LiteVNA current has two versions: LiteVNA 62 and LiteVNA 64. Besides LCD screen sizes (2.8 inch for the 62 model versus 3.95 inch for the 64 model) and battery capacities (1.3 Ah for the 62 model versus 2 Ah for the 64 model), all other technical aspects are identical. The model I got here is the LiteVNA 62.
Unlike the NanoVNA-F V2 which is enclosed in a metal case, the LiteVNA comes in a plastic case with no additional shielding. But the build quality looks quite decent.
As can be seen in the picture to the left below, the touch screen included uses 4 wire resistive sensing. Also note that all the header connections had been routed to the edge of the board. This design makes it easy to debug/troubleshoot. The inclusion of a microSD slot is certainly a welcome feature as it can be used to store screenshots during measurements.
In the picture to the left below, you can see an MS5351M I2C CMOS clock generator chip. The same chip is also used in the NanoVNA-F V2. In the picture to the right below there is a GS8722 rail-to-rail opamp and below the opamp there is an 8641 RF switch (SP4T) for switching the signal paths.

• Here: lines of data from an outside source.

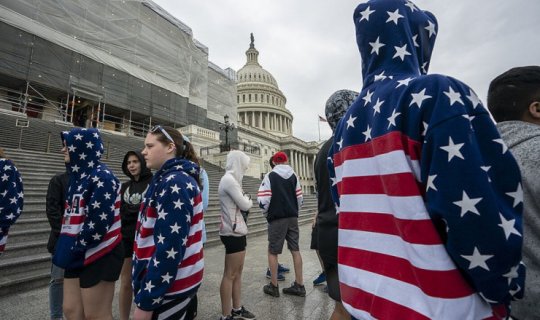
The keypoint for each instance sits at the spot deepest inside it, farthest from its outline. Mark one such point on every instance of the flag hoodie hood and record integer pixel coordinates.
(375, 23)
(237, 165)
(85, 150)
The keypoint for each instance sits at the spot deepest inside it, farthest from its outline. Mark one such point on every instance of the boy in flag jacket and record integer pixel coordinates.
(89, 246)
(429, 198)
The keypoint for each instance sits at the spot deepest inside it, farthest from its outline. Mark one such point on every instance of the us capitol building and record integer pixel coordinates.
(125, 66)
(264, 124)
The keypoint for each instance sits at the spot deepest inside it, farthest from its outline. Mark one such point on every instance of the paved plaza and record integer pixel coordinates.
(316, 305)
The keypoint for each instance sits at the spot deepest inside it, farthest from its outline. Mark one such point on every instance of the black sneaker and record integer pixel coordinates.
(242, 314)
(295, 289)
(271, 289)
(282, 268)
(281, 277)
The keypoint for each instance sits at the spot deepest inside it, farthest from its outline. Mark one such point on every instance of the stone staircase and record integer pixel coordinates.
(26, 262)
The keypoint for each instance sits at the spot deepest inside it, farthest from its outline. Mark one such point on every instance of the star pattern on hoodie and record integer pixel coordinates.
(11, 197)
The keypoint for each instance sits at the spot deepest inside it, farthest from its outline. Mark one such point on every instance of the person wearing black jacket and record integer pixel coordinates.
(132, 194)
(326, 218)
(56, 197)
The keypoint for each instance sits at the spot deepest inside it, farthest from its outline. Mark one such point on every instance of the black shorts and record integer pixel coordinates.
(314, 238)
(185, 309)
(280, 230)
(332, 281)
(128, 247)
(106, 268)
(234, 244)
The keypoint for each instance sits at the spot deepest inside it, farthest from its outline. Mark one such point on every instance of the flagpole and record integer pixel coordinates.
(319, 126)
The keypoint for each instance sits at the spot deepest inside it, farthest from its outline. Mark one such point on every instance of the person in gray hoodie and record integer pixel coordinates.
(233, 231)
(280, 198)
(514, 102)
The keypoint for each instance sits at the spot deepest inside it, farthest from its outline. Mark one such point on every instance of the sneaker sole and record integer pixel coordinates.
(294, 294)
(279, 279)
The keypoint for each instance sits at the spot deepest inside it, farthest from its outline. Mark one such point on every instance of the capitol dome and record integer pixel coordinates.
(260, 102)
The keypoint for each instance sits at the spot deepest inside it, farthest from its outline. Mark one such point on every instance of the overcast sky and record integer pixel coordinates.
(310, 48)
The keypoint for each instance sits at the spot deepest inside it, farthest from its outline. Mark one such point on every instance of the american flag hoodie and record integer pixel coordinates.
(91, 222)
(168, 259)
(429, 197)
(11, 198)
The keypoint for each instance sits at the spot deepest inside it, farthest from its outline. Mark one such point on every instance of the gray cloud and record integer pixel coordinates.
(309, 46)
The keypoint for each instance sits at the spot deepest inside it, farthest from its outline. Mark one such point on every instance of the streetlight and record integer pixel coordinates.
(227, 126)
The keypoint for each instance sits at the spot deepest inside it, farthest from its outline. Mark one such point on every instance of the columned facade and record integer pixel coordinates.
(265, 122)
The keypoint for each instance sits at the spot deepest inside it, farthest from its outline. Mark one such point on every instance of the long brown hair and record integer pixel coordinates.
(184, 149)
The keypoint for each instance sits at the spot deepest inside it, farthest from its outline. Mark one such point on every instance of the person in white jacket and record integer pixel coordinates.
(232, 231)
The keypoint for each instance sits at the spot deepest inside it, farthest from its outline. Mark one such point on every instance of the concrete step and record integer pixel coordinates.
(10, 268)
(27, 248)
(23, 281)
(34, 234)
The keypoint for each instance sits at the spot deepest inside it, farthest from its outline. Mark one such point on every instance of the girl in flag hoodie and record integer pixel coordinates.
(168, 260)
(11, 197)
(89, 247)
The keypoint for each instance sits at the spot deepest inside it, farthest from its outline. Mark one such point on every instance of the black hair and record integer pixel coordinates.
(511, 93)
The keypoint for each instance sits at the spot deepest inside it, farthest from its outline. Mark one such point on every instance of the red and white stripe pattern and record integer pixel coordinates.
(392, 262)
(111, 239)
(191, 268)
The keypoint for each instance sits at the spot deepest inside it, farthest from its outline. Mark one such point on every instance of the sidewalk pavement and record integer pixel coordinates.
(315, 306)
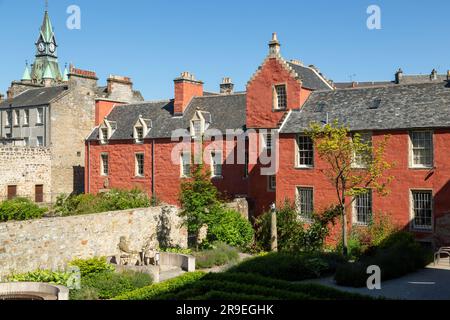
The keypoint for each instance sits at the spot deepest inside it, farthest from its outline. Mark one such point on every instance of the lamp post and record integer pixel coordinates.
(273, 228)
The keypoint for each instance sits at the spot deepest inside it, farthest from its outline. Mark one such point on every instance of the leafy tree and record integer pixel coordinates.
(339, 149)
(199, 198)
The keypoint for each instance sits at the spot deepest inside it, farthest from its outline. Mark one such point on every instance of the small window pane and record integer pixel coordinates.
(305, 202)
(280, 91)
(305, 151)
(185, 164)
(422, 148)
(105, 165)
(423, 209)
(216, 159)
(140, 164)
(363, 207)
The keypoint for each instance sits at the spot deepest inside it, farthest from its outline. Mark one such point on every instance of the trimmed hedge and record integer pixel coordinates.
(235, 286)
(150, 292)
(290, 266)
(396, 256)
(19, 209)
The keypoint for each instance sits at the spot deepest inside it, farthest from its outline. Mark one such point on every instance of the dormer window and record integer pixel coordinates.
(280, 97)
(139, 134)
(106, 130)
(141, 129)
(104, 135)
(199, 123)
(197, 126)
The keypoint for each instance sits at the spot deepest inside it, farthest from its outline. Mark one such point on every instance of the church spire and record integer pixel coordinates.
(46, 53)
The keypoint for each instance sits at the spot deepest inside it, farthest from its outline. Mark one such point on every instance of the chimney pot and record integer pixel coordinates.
(186, 88)
(227, 86)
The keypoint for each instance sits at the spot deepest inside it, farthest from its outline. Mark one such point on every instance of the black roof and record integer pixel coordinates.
(34, 97)
(311, 78)
(425, 105)
(227, 111)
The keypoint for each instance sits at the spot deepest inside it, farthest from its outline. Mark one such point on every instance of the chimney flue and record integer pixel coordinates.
(227, 86)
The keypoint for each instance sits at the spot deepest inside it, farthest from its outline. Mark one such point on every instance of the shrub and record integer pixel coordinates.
(149, 292)
(92, 266)
(230, 227)
(46, 276)
(293, 233)
(102, 202)
(20, 209)
(396, 256)
(106, 285)
(290, 266)
(219, 255)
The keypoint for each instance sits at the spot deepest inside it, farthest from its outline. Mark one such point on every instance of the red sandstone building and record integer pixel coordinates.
(132, 145)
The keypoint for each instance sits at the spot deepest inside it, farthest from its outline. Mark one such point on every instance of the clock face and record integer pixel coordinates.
(41, 47)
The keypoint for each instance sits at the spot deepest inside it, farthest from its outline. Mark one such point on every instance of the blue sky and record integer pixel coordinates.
(153, 41)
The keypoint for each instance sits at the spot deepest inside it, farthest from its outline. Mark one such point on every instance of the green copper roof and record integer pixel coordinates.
(26, 74)
(47, 29)
(48, 73)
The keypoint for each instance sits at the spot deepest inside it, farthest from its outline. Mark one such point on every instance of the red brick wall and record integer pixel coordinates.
(397, 203)
(167, 174)
(260, 112)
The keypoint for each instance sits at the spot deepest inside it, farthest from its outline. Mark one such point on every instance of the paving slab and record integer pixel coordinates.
(430, 283)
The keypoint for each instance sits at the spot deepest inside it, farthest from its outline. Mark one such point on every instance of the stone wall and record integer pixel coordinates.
(52, 242)
(25, 168)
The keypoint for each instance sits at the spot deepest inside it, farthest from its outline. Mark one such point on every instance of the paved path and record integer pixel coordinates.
(431, 283)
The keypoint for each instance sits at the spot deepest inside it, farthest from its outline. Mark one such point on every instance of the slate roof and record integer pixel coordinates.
(34, 97)
(311, 79)
(425, 105)
(226, 112)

This arrangement is again very similar to that in the NanoVNA-F V2. I suspect there are more of these 8641 RF switches on the board, but I did not remove any of the shielding cans to verify as they are soldered on.
Between the two shielding cans for S11 and S21 ports, there is a 2871E. It is a 23.5 MHz to 6 GHz fractional integer-N synthesizer and VCO.
Using the LiteVNA, I measured the 600 MHz to 6 GHz cross-polarized 4×4 panel antenna I reviewed last time. In addition to measuring using the LiteVNA as standalone, I also hooked it up to the computer and used NanoVNA saver to measure the same range. The results are shown below.
The first set of measurements are done between 500 MHz and 1.1 GHz. The antenna’s specified frequency range for the lower band is between 600 MHz to 960 MHz. The yellow trance from the LiteVNA screen capture is the VSWR and the cyan trace is the cross channel coupling (S21) measurement.
Here are the same measurement done in conjunction with the NanoVNA saver program. The trace on the left is the VSWR measurement and the trace on the right is the S21 which measures the coupling between the two adjacent antenna elements. As expected, the results obtained are pretty much identical to those shown above.
Here we are sweeping between 1.5 GHz to 3 GHz and measuring the mid-band of the antenna (specified between 1.71 GHz to 2.7 GHz).
Again, you can see that the results obtained either by the LiteVNA or using the NanoVNA saver software are similar. There are some minute differences however and it is likely due to the placement of the antenna during each measurement as the measurement is sensitive to many environmental factors.
The last set of measurements are done between 3 GHz and 6.3 GHz. The higher band of the antenna is specified as between 3.3 GHz and 6 GHz.
This time the NanoVNA saver measurements showed quite a bit of deviation from what we obtained from the LiteVNA alone. This is especially prominent in the VSWR measurement. The VSWR measurement recorded by NanoVNA saver is significantly higher than that measured by LiteVNA as standalone. I am not entirely sure why this is the case but I suspect when connected to the PC, the additional noise coupled via the USB cable could have contributed to the performance degradation. This is definitely something you should consider when measuring higher frequencies towards the upper limit of the LiteVNA.